Formicidae) sebagai predator terhadap larva O. rhinoceros. Semut ini memangsa larva bahkan pupa O. rhinoceros. Semut predator ini dikenal sebagai predator obligat terhadap arthropoda, dan mencari makan di tanah, sampah daun atau kayu yang membusuk. Predator ini menyerang mangsanya dalam keadaan yang masih hidup dengan cara menyengat dan menggigitnya hingga mati, lalu menghisap cairan hemolimfnya sampai tinggal bagian kutikulanya saja bahkan dapat memakan tubuh larva (Junaedi et al. 2014). Hasyim et al. (2009) melaporkan bahwa semut ini juga merupakan predator untuk larva Cosmopolites sordidus yang merupakan hama pada pertanaman pisang di daerah Sitiung, Bukit tinggi dan Batusangkar Provinsi Sumatera Barat. Dalam memangsa, semut menggunakan rahangnya (mandibel) untuk mengangkat mangsa. Mandibel yang kuat ini juga digunakan untuk memproses pakan dan memotong-motong mangsanya (Zheng hui dan Qiu-ju 2011). Kekuatan rahang (mandibel) ini penting bagi semut untuk berburu mangsanya (Schmidt 2004).

Informasi mengenai semut predator ini masih sangat sedikit sekali. Oleh karena itu, penelitian ini dilakukan dengan tujuan untuk mempelajari potensi pemangsaan semut predator ini sebagai agens hayati untuk O. rhinoceros pada tanaman kelapa sawit.

5.2 Bahan dan Metode

Penelitian dilaksanakan dari bulan April 2017 sampai dengan Januari 2018 di Laboratorium Hama Tanaman Fakultas Pertanian Universitas Sumatera Utara Medan. Penelitian uji pemangsaan lapangan dilakukan di kebun kelapa sawit Adolina PTPN 4 Perbaungan Kabupaten Serdang Bedagai, Provinsi Sumatera Utara dan di kebun kelapa sawit rakyat di Kelurahan Tanah Merah, Kecamatan Binjai Selatan Kota Binjai, Provinsi Sumatera Utara.

5.2.1 Pengumpulan Serangga Uji

Pelaksanaan penelitian dilakukan dengan mengumpulkan semua stadia semut predator M. castanea dari batang-batang kelapa sawit yang telah membusuk di perkebunan kelapa sawit rakyat yang ada di Kelurahan Tanah Merah, Kecamatan Binjai Selatan Kota Binjai.
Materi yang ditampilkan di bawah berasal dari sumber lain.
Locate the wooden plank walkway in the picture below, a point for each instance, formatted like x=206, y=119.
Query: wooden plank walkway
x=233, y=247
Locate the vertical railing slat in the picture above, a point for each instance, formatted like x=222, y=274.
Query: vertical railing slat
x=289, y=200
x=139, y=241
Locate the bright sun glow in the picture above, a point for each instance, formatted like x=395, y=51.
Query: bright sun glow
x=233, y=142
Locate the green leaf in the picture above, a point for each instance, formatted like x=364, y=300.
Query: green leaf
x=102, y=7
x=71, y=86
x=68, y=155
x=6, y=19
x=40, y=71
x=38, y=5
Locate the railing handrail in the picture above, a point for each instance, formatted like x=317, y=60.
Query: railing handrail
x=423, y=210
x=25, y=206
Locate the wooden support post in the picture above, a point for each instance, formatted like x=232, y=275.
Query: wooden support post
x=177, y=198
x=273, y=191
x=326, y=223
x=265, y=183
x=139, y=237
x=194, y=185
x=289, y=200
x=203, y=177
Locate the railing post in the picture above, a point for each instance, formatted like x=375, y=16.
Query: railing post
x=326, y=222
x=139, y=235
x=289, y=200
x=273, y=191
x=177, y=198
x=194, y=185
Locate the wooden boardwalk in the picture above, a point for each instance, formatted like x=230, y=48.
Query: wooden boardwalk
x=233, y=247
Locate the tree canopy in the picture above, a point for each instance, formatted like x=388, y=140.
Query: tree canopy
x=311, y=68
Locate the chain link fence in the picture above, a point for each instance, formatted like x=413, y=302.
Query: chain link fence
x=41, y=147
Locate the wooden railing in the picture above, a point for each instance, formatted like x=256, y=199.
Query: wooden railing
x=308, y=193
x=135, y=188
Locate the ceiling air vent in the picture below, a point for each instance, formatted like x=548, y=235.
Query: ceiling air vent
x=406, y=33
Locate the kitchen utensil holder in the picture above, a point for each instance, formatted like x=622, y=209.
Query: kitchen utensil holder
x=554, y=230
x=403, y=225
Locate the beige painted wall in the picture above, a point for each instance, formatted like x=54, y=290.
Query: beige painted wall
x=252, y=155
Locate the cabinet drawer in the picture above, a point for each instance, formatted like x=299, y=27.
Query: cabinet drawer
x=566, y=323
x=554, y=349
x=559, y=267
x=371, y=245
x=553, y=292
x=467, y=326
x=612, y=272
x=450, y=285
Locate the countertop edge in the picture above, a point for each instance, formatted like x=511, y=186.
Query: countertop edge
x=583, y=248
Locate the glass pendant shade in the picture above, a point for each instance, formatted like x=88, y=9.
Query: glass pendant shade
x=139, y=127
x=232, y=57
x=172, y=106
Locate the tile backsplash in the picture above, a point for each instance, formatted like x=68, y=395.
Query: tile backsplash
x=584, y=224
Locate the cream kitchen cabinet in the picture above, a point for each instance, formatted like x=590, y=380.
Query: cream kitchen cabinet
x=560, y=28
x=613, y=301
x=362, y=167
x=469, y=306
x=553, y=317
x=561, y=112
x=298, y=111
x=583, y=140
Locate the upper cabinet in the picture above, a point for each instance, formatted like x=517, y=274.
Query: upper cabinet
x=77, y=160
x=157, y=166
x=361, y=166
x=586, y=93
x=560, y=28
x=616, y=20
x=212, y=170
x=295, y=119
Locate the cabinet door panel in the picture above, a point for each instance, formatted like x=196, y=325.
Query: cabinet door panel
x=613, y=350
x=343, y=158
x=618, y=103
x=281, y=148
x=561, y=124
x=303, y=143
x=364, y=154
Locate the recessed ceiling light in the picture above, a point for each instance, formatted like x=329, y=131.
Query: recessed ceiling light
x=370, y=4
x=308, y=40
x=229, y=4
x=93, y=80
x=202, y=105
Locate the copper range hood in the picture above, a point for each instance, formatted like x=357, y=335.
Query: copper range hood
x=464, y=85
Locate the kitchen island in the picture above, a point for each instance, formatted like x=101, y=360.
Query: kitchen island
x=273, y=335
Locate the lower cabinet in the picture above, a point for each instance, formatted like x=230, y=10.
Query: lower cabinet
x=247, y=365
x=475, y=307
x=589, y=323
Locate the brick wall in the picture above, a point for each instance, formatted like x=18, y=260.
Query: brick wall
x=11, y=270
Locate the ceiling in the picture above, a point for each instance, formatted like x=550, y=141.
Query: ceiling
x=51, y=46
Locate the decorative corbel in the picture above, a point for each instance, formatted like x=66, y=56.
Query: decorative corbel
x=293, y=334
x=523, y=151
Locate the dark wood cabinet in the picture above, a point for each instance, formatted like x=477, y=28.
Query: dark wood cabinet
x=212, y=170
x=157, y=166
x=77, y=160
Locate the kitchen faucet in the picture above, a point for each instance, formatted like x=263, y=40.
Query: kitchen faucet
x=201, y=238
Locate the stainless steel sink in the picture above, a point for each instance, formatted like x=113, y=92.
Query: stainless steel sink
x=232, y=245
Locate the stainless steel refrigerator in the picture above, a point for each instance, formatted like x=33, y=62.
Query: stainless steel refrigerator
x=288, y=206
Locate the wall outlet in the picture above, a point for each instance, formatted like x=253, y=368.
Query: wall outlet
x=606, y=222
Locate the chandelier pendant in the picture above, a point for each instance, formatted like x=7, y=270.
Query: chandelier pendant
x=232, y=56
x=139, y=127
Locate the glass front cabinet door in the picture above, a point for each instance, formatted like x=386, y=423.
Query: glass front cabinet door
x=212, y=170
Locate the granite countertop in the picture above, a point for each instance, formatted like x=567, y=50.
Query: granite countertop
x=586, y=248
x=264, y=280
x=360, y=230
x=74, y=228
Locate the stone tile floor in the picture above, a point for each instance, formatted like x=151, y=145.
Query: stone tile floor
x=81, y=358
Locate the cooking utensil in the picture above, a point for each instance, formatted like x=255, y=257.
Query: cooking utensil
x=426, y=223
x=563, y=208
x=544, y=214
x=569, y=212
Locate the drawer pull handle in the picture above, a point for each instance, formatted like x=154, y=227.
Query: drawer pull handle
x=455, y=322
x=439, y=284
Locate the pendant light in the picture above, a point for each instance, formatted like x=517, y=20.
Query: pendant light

Semut M. castanea yang diperoleh dari lapangan dipelihara di laboratorium Hama Tanaman Fakultas Pertanian Unversitas Sumatera Utara. Koloni semut dipelihara dalam kotak kaca dengan ukuran 70 x 30 x 30 cm. Di dalam kotak kaca tersebut diletakkan dua potongan batang sawit yang melapuk dengan ukuran 20 x 20 x 3 cm dan dibuat setangkup sebagai tempat semut membuat sarangnya. Pada bagian tengah batang sawit tersebut dibuat sedikit lubang dengan ukuran 5 x 5 cm untuk tempat meletakkan mangsa larva O.

rhinoceros. Setiap hari log tersebut disemprot dengan air secukupnya untuk

menjaga kelembapan sarang semut. Pemberian mangsa larva O. rhinoceros diberikan sesuai dengan kebutuhan pemangsaan semut. Apabila mangsa sudah mati dan mulai mengering maka segera diberikan larva O. rhinoceros yang baru.